Ele citou também que foi reeleito para um mandato de três anos e que “exercer bem o cargo de presidente do Flamengo é minha total prioridade”.
O conselho de administração da Petrobras (PETR4) é composto por no mínimo sete e no máximo 11 membros — todos eleitos em Assembleias Gerais de acionistas, com mandato de até dois anos e direito a três reeleições seguidas.
O órgão é responsável por definir e aprovar o plano estratégico de negócios da estatal, que enfrenta pressão política por causa do aumento dos preços dos combustíveis.

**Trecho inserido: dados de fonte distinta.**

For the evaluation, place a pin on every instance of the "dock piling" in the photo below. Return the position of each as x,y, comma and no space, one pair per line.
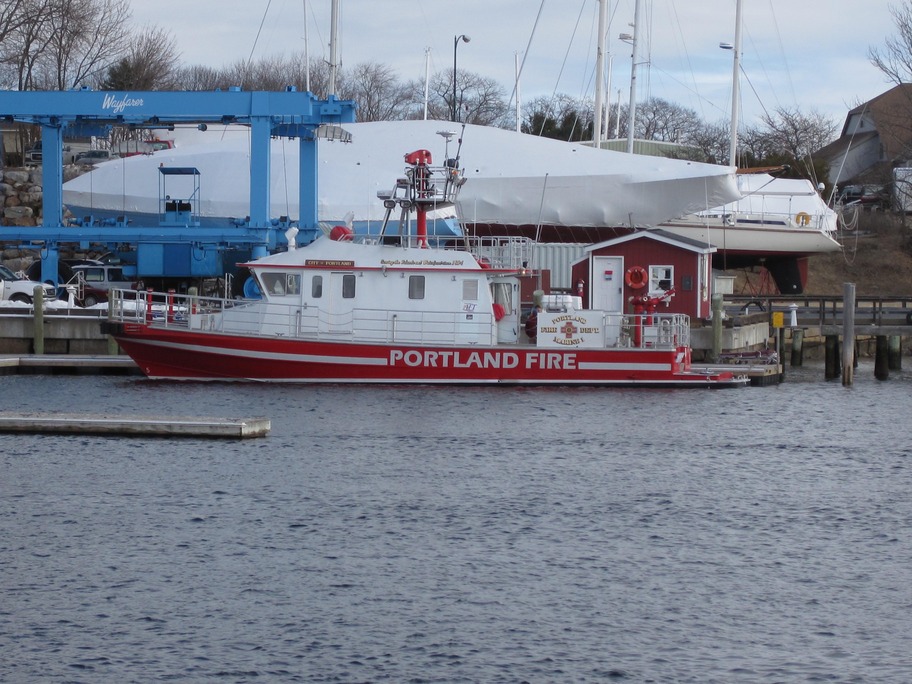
797,347
881,360
38,332
848,333
894,355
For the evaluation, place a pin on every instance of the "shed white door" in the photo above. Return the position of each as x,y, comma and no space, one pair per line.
608,284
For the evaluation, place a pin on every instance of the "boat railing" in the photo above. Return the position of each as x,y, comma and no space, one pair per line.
649,331
297,320
501,252
261,317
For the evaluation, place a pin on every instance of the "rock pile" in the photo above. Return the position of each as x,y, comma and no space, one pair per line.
20,190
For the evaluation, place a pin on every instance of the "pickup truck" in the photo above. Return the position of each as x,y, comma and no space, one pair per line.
16,289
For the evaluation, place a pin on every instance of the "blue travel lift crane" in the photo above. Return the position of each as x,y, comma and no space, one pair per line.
179,241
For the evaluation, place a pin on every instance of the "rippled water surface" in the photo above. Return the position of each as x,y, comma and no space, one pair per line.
463,535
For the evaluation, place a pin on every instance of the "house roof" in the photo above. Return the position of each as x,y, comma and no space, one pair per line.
890,113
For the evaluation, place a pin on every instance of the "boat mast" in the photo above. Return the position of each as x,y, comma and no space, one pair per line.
631,115
600,74
736,89
333,41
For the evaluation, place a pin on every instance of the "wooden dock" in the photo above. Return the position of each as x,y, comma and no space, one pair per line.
133,426
68,364
759,374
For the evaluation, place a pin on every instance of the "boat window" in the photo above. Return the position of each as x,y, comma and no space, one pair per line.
93,275
274,283
661,278
416,287
503,295
348,286
292,283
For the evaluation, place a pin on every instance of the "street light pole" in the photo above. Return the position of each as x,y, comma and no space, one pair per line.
465,39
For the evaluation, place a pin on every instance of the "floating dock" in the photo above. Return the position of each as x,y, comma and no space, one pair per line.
133,426
68,364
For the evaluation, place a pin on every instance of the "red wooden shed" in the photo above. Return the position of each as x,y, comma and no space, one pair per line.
647,262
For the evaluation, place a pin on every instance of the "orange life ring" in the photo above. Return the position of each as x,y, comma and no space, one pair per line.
635,277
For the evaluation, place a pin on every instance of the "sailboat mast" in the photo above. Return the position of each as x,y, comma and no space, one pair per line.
333,49
600,73
736,89
631,115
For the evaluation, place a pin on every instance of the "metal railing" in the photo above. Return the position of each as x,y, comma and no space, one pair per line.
828,309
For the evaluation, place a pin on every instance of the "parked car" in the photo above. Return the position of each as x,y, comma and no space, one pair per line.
15,288
92,157
865,195
104,276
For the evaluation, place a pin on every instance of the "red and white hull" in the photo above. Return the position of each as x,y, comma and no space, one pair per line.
179,354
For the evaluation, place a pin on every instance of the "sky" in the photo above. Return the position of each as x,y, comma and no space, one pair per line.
810,55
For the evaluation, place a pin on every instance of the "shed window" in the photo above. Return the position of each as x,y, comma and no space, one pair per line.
661,278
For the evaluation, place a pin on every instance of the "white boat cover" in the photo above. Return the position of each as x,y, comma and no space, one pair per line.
512,178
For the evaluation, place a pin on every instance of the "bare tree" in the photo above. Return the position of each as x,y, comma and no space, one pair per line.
151,63
561,116
85,37
59,44
658,119
479,100
796,134
379,93
895,58
712,141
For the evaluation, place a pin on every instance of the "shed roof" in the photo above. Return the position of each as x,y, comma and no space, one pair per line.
658,235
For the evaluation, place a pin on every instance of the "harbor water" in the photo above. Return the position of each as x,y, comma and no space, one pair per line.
423,534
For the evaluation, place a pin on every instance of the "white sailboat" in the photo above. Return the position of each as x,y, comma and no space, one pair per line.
515,183
777,223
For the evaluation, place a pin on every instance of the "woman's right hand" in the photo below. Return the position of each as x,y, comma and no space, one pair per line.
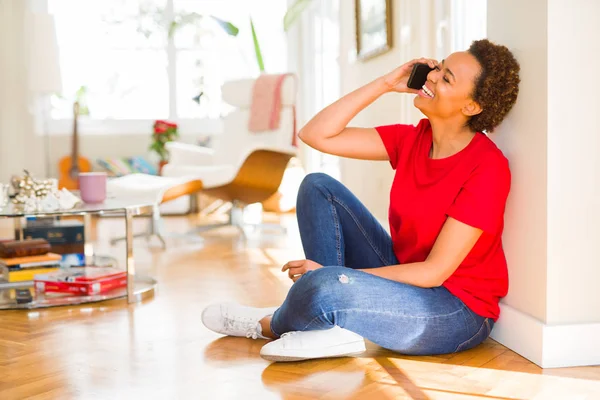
397,80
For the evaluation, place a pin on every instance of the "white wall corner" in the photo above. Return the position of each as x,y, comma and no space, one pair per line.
520,332
548,346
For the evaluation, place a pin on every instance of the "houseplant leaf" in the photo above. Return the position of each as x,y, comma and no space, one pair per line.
294,12
227,26
259,60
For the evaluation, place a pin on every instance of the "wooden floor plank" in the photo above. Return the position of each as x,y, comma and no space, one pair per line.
160,349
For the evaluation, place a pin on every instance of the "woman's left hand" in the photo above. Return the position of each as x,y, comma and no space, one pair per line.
298,268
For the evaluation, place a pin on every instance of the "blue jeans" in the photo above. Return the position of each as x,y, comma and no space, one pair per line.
338,232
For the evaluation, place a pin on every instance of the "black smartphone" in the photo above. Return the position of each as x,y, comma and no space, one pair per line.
418,76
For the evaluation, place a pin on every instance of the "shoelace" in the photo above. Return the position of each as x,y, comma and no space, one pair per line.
287,334
243,325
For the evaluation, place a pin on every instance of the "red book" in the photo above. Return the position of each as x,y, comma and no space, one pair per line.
84,274
79,288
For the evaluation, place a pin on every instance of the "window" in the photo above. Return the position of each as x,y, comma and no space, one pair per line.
122,53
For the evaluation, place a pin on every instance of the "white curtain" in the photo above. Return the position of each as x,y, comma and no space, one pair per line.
20,146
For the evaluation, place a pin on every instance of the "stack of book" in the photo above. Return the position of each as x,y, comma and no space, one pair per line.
66,237
21,261
85,281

Landim havia sido apontado para comandar o conselho em 28 de março, junto com a indicação do economista Adriano Pires para a presidência da Petrobras (PETR4).
Presidente do Flamengo desde 2019, Landim tem longo histórico de ligação com a Petrobras, tendo sido funcionário de carreira na estatal por 26 anos e ocupando diversas posições gerenciais.

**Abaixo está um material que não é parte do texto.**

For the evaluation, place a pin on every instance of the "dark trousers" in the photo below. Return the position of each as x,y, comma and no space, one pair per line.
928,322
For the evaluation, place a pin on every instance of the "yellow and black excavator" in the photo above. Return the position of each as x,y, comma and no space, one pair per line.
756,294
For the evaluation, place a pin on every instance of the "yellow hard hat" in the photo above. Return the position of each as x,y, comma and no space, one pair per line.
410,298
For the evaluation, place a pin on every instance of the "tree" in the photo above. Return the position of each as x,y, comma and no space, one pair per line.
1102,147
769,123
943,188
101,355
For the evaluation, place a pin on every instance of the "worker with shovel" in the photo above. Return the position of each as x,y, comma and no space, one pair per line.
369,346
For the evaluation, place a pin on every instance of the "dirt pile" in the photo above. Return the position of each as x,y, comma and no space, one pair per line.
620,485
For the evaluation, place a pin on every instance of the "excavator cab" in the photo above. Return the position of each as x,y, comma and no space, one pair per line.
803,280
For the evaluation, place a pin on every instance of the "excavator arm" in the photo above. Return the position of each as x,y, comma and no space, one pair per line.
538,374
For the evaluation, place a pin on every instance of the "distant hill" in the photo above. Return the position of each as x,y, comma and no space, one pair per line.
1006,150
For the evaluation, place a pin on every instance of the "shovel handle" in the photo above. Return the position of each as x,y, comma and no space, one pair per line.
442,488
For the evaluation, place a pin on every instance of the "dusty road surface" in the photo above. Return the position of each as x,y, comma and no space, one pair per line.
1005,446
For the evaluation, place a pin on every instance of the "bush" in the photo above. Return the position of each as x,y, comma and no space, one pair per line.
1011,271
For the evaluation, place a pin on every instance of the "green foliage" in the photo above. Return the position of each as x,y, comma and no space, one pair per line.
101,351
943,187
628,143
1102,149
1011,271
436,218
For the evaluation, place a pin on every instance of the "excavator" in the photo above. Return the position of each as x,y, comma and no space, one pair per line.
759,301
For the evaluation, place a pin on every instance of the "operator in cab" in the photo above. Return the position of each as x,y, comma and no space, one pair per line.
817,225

Foi presidente da Gaspetro e da BR Distribuidora, e posteriormente atuou como diretor geral da MMX e CEO da OGX e da OSX, todas empresas do grupo X, de Eike Batista.
Engenheiro com especialização em obras hidráulicas pela Universidade Federal do Rio de Janeiro (UFRJ), fez pós-graduação em engenharia de petróleo pela Petrobras e Universidade de Alberta, além de administração de negócios pela Universidade Harvard.
A Assembleia Geral Ordinária (AGO), na qual os acionistas da Petrobras (PETR4) irão deliberar sobre as indicações, será realizada no dia 13 de abril.
O atual presidente do Conselho de Administração, almirante Eduardo Bacellar Ferreira, está no cargo desde 2019 e não será reconduzido, tendo alegado motivos pessoais para deixar a posição.
Na sexta-feira (01), a Petrobras havia informado que recebeu ofício do Ministério das Minas e Energia em referência à AGO, com duas substituições nas indicações para a eleição ao Conselho de Administração da companhia. Na ocasião, Landim ainda estava na lista de indicados.
Além dos dois executivos, o MME confirmou na sexta-feira a indicação de outros nomes para o Conselho de Administração: Sonia Julia Sulzbeck Villalobos; Luiz Henrique Caroli; Ruy Flaks Schneider; Márcio Andrade Weber; Eduardo Karrer e Carlos Eduardo Lessa Brandão.
Após Landim abrir mão da indicação à presidência do conselho da Petrobras, o Ministério de Minas e Energia afirmou ao Broadcast que está avaliando um novo nome para o cargo. De acordo com a pasta, a indicação será avaliada com a "responsabilidade que a situação requer".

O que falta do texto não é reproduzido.